“Kami menyambut baik Aksi Muda Jaga Iklim sebagai gerakan orang muda untuk ikut berkontribusi mendorong target nol emisi, salah satunya dengan adanya penanaman pohon, dan jelas ini sangat membantu kita untuk tercapainya target nol emisi,” ucap Asep.

Menjaga ekosistem hutan dan laut oleh orang muda penting dilakukan di seluruh wilayah Indonesia, terlebih di wilayah Timur Indonesia yang menjadi benteng terakhir perlindungan alam di Indonesia.

“Benteng alam terakhir kita ada di Indonesia Timur. Kalau hutan dan laut kita disana rusak, kita yang ada di Jakarta pun merasakan dampaknya baik secara ekonomi hingga lingkungan,” ungkap Nina Nuraisyah, Direktur Komunikasi dan Mobilisasi Anak Muda Yayasan EcoNusa.

Tidak hanya melalui aksi kolaborasi di AMJI, menurut Nina upaya perlindungan ekosistem hutan dan laut termasuk mangrove perlu lebih dikenalkan bahkan sampai ke dunia.

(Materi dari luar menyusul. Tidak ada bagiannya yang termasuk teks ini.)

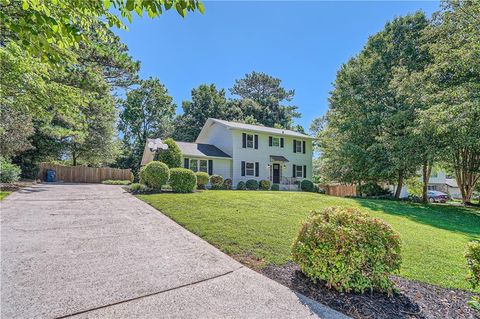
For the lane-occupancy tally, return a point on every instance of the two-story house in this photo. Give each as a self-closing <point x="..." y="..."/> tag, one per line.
<point x="244" y="151"/>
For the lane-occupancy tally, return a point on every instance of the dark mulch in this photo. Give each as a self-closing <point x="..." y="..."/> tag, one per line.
<point x="414" y="300"/>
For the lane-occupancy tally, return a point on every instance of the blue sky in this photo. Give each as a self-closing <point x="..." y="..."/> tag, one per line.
<point x="302" y="43"/>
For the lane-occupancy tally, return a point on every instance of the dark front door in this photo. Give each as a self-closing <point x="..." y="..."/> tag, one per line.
<point x="276" y="173"/>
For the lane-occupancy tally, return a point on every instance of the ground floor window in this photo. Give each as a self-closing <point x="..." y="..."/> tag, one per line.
<point x="249" y="168"/>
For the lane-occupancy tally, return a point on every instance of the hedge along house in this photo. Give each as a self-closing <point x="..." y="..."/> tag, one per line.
<point x="244" y="151"/>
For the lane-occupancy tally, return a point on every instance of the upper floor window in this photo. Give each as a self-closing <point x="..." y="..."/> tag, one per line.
<point x="249" y="140"/>
<point x="276" y="141"/>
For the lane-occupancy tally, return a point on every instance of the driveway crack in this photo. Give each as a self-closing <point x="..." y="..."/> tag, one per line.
<point x="148" y="295"/>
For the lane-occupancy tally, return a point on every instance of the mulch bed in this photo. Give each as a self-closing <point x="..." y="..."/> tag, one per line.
<point x="414" y="300"/>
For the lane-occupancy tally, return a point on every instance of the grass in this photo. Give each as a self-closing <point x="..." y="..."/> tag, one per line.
<point x="4" y="194"/>
<point x="262" y="225"/>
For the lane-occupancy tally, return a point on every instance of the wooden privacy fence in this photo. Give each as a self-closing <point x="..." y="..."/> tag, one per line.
<point x="84" y="174"/>
<point x="340" y="190"/>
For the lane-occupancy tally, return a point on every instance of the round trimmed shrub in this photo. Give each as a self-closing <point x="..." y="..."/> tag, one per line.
<point x="264" y="185"/>
<point x="348" y="250"/>
<point x="307" y="186"/>
<point x="9" y="173"/>
<point x="202" y="179"/>
<point x="182" y="180"/>
<point x="241" y="186"/>
<point x="216" y="181"/>
<point x="171" y="156"/>
<point x="227" y="184"/>
<point x="154" y="175"/>
<point x="252" y="184"/>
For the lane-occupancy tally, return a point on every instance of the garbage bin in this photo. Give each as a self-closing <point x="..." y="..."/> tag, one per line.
<point x="51" y="175"/>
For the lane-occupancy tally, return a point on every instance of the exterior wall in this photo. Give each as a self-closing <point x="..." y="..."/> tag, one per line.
<point x="220" y="166"/>
<point x="217" y="135"/>
<point x="262" y="155"/>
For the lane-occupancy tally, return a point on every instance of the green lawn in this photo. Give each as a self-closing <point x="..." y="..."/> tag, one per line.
<point x="4" y="194"/>
<point x="262" y="225"/>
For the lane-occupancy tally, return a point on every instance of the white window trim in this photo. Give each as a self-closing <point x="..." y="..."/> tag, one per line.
<point x="297" y="145"/>
<point x="301" y="171"/>
<point x="246" y="140"/>
<point x="200" y="166"/>
<point x="253" y="169"/>
<point x="275" y="138"/>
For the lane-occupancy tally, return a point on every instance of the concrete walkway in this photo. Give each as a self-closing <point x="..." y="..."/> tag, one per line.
<point x="94" y="251"/>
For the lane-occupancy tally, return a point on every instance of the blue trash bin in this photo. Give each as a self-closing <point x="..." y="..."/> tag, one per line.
<point x="51" y="175"/>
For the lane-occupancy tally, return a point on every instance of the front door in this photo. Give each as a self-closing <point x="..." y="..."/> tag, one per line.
<point x="276" y="173"/>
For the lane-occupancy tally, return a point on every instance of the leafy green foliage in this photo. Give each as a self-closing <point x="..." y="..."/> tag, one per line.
<point x="241" y="186"/>
<point x="51" y="31"/>
<point x="216" y="181"/>
<point x="472" y="254"/>
<point x="9" y="173"/>
<point x="171" y="156"/>
<point x="147" y="112"/>
<point x="182" y="180"/>
<point x="202" y="179"/>
<point x="227" y="183"/>
<point x="116" y="182"/>
<point x="372" y="189"/>
<point x="266" y="95"/>
<point x="264" y="185"/>
<point x="348" y="250"/>
<point x="264" y="224"/>
<point x="307" y="185"/>
<point x="251" y="184"/>
<point x="155" y="174"/>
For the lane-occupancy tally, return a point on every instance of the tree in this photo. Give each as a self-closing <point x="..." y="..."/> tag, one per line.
<point x="267" y="92"/>
<point x="147" y="112"/>
<point x="368" y="131"/>
<point x="206" y="102"/>
<point x="50" y="30"/>
<point x="171" y="156"/>
<point x="449" y="87"/>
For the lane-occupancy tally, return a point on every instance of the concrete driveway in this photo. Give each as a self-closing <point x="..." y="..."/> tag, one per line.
<point x="94" y="251"/>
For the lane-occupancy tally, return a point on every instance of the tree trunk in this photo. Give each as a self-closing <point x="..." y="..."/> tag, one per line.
<point x="426" y="171"/>
<point x="399" y="185"/>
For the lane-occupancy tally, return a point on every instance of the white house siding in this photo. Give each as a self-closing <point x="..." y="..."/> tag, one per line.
<point x="220" y="166"/>
<point x="262" y="156"/>
<point x="217" y="135"/>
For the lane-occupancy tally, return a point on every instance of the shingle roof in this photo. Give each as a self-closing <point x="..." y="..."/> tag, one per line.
<point x="258" y="128"/>
<point x="198" y="149"/>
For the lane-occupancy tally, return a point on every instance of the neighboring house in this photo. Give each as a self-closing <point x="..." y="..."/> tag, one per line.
<point x="243" y="151"/>
<point x="439" y="181"/>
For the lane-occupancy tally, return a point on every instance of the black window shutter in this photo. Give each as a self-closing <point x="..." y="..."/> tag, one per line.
<point x="210" y="167"/>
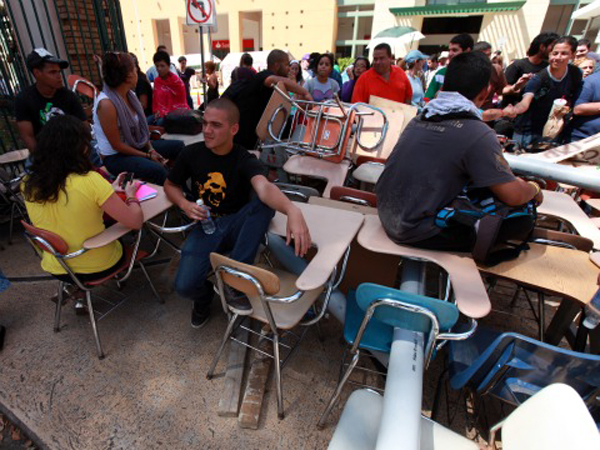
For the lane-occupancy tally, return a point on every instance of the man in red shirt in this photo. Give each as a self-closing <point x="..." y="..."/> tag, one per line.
<point x="383" y="79"/>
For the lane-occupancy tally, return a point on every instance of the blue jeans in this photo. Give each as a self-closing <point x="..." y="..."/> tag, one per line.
<point x="145" y="168"/>
<point x="237" y="234"/>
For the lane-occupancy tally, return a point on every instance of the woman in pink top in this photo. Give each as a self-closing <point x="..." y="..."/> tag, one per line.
<point x="169" y="90"/>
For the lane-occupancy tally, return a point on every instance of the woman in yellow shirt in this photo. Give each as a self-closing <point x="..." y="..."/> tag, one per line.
<point x="64" y="195"/>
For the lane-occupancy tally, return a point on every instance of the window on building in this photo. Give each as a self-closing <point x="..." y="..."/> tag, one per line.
<point x="162" y="34"/>
<point x="452" y="25"/>
<point x="557" y="18"/>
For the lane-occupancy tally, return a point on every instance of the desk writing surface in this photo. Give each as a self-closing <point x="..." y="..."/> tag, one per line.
<point x="187" y="139"/>
<point x="331" y="230"/>
<point x="347" y="206"/>
<point x="563" y="206"/>
<point x="471" y="297"/>
<point x="559" y="271"/>
<point x="151" y="208"/>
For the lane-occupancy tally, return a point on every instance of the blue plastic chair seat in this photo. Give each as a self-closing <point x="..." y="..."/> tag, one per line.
<point x="378" y="335"/>
<point x="513" y="367"/>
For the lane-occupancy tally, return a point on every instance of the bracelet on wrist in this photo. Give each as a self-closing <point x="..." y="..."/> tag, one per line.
<point x="130" y="200"/>
<point x="536" y="186"/>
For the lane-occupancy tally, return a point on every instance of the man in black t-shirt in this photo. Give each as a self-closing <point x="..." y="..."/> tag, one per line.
<point x="37" y="104"/>
<point x="252" y="95"/>
<point x="441" y="152"/>
<point x="241" y="200"/>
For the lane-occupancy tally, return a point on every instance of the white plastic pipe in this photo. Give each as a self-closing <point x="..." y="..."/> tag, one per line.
<point x="401" y="418"/>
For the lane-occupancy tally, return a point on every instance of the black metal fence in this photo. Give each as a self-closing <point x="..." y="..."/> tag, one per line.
<point x="75" y="30"/>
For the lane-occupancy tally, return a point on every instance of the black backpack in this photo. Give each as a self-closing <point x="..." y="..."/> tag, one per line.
<point x="502" y="231"/>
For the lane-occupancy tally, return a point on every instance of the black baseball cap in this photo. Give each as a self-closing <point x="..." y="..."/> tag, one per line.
<point x="40" y="56"/>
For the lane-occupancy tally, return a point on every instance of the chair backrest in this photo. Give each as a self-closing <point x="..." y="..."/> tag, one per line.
<point x="327" y="128"/>
<point x="268" y="280"/>
<point x="53" y="243"/>
<point x="555" y="418"/>
<point x="350" y="195"/>
<point x="515" y="367"/>
<point x="446" y="313"/>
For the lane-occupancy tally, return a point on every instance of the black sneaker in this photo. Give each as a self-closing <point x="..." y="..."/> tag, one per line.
<point x="237" y="301"/>
<point x="200" y="317"/>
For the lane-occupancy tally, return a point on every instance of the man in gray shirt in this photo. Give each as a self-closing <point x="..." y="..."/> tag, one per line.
<point x="444" y="150"/>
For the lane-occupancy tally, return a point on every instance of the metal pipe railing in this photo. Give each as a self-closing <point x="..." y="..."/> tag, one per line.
<point x="557" y="172"/>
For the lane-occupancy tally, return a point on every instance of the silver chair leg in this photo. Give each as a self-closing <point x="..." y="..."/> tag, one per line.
<point x="88" y="298"/>
<point x="226" y="336"/>
<point x="59" y="302"/>
<point x="280" y="412"/>
<point x="11" y="225"/>
<point x="338" y="390"/>
<point x="154" y="291"/>
<point x="541" y="314"/>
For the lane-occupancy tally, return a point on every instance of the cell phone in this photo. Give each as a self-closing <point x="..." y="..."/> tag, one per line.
<point x="128" y="178"/>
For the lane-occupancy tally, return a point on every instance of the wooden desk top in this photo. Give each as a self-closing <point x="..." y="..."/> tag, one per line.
<point x="335" y="174"/>
<point x="471" y="297"/>
<point x="556" y="270"/>
<point x="561" y="205"/>
<point x="150" y="208"/>
<point x="331" y="230"/>
<point x="594" y="203"/>
<point x="368" y="172"/>
<point x="187" y="139"/>
<point x="346" y="206"/>
<point x="14" y="156"/>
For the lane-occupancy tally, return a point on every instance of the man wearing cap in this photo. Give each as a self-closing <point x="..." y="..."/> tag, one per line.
<point x="414" y="61"/>
<point x="186" y="73"/>
<point x="46" y="98"/>
<point x="458" y="44"/>
<point x="383" y="79"/>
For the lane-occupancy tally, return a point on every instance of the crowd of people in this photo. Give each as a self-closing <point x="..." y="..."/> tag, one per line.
<point x="465" y="97"/>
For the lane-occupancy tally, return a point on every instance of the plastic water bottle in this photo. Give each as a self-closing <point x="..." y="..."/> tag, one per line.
<point x="592" y="312"/>
<point x="208" y="225"/>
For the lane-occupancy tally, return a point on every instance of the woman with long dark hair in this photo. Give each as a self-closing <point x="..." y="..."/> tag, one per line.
<point x="120" y="125"/>
<point x="295" y="73"/>
<point x="64" y="195"/>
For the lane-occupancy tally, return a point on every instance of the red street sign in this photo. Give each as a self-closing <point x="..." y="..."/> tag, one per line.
<point x="199" y="11"/>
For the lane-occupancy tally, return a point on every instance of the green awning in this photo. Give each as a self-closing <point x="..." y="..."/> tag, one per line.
<point x="465" y="8"/>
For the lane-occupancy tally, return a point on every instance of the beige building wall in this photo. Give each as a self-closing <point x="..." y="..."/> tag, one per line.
<point x="299" y="27"/>
<point x="512" y="31"/>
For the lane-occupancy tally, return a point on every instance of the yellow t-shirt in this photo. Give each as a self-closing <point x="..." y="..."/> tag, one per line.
<point x="77" y="217"/>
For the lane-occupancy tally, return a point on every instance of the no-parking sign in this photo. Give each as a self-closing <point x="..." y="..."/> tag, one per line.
<point x="200" y="12"/>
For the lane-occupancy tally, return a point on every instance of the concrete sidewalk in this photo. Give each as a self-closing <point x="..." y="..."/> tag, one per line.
<point x="150" y="391"/>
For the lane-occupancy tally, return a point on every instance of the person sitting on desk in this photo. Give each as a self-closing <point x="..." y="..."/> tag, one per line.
<point x="383" y="79"/>
<point x="231" y="183"/>
<point x="442" y="151"/>
<point x="120" y="125"/>
<point x="63" y="194"/>
<point x="47" y="97"/>
<point x="169" y="90"/>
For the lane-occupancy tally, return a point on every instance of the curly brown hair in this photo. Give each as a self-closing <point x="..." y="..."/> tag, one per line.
<point x="62" y="149"/>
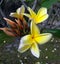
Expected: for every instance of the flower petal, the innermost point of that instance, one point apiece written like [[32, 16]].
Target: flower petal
[[42, 11], [13, 14], [34, 29], [41, 15], [43, 38], [32, 13], [35, 50], [25, 43], [27, 15], [21, 10], [24, 48], [26, 40]]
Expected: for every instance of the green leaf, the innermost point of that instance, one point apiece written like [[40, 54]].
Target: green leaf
[[5, 38], [48, 3], [55, 32]]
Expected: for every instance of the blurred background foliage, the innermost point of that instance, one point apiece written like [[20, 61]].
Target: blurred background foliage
[[50, 52]]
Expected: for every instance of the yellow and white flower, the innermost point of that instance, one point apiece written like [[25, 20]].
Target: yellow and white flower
[[32, 40], [39, 17], [18, 13]]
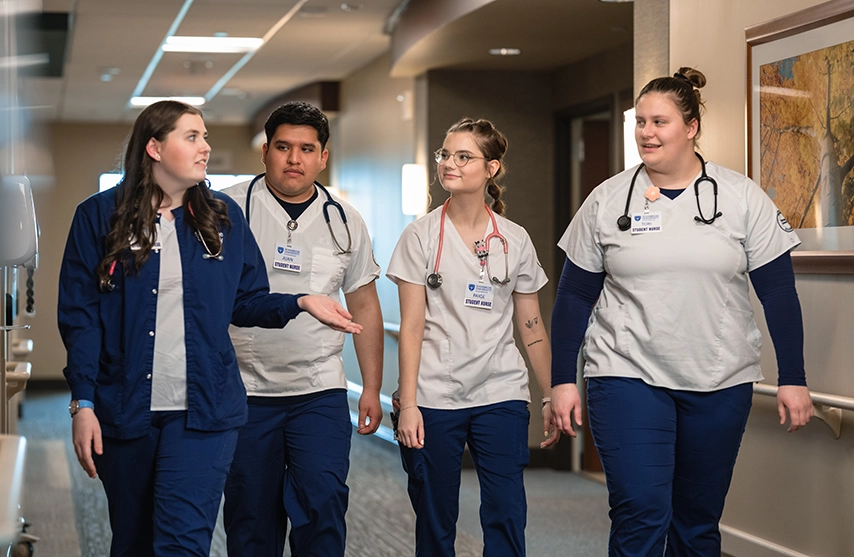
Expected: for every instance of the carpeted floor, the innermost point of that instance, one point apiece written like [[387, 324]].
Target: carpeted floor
[[567, 514]]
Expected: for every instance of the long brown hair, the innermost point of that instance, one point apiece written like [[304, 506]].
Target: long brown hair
[[139, 196], [493, 143]]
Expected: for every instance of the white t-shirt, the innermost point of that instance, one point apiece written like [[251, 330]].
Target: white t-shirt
[[675, 310], [305, 356], [468, 356], [169, 368]]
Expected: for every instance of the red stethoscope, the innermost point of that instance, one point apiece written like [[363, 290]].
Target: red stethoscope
[[434, 279]]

“Mulai tahun ini, kolaborasi EcoNusa dan Pramuka melahirkan mangrove badge ini untuk mengenalkan mangrove Indonesia ke
dunia. Harapan besarnya adalah dengan mangrove badge ini, pengayaan tentang mangrove dapat dilakukan secara masif dan mendorong kelestarian mangrove, sehingga target net zero emission bisa tercapai, kualitas udara kita membaik, dan kita bisa menjawab masalah krisis iklim yang kita hadapi bersama,” paparnya.

Senada dengan itu, Fakhri N. Syahrullah menyoroti pentingnya ekosistem mangrove dalam menyimpan jejak karbon dari atmosfer dan menggarisbawahi perlunya menghitung kemampuan penyerapan karbonnya.

“Upaya menanggulangi krisis iklim ini adalah gotong royong kita bersama. Dari aksi-aksi dalam rangkaian Aksi Muda Jaga Iklim tahun ini, kita bisa menghitung emisi karbon yang terserap dan bagaimana kontribusinya terhadap masalah lingkungan yang kita hadapi. Misalnya penanaman pohon, bagaimana dampaknya terhadap kualitas udara kita,” papar Fakhri.